In 2017, the town established a memorial to victims of the conflict. According to the monument erected, over three days the fighting took the lives of 235 civilians, including 22 children. One of the victims, Kristina Zhuk, who was killed with an infant, was widely described in Russian media as "The Madonna of Gorlovka". According to Ukraine, "the shelling was carried out by pro-Russian militants, led by field commander Igor Bezler (Bes), to discredit the Ukrainian Armed Forces." The deaths were then used by Russian propaganda to claim Ukraine's guilt.

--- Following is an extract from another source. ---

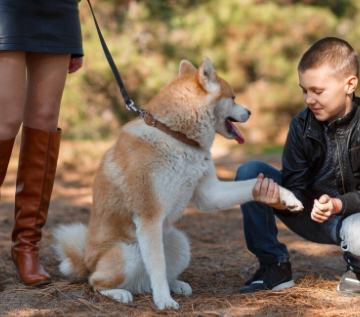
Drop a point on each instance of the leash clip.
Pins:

== Continued hostilities ==
On 19 February 2021, fierce battles broke out again near Horlivka. According to the Armed Forces of Ukraine, the pro-Russian separatist forces violated the ceasefire five times and received a harsh response from the Armed Forces of Ukraine. Fighting lasted from the 19th to the 21st of February; multiple casualties were reported on both sides for control of the Western Suburb Region of Mayorsk. The fighters of the 503rd separate battalion of the Marine Corps of the Navy of the Armed Forces of Ukraine in the area of the Yuzhnaya mine and the settlement of Toretsk north of Horlivka, inflicted damage on the enemy with return fire. Ukrainian Armed Forces officer Anatoliy "Shtirlits" Shtefan reported that the Ukrainian military killed seven opponents near Horlivka. According to the DPR, five soldiers were killed from their own ranks. The former commandant of Horlivka, Igor Bezler, said that 20 DPR separatists were killed near Horlivka. The personnel of the 18th Sloviansk Brigade also operated here in 2022.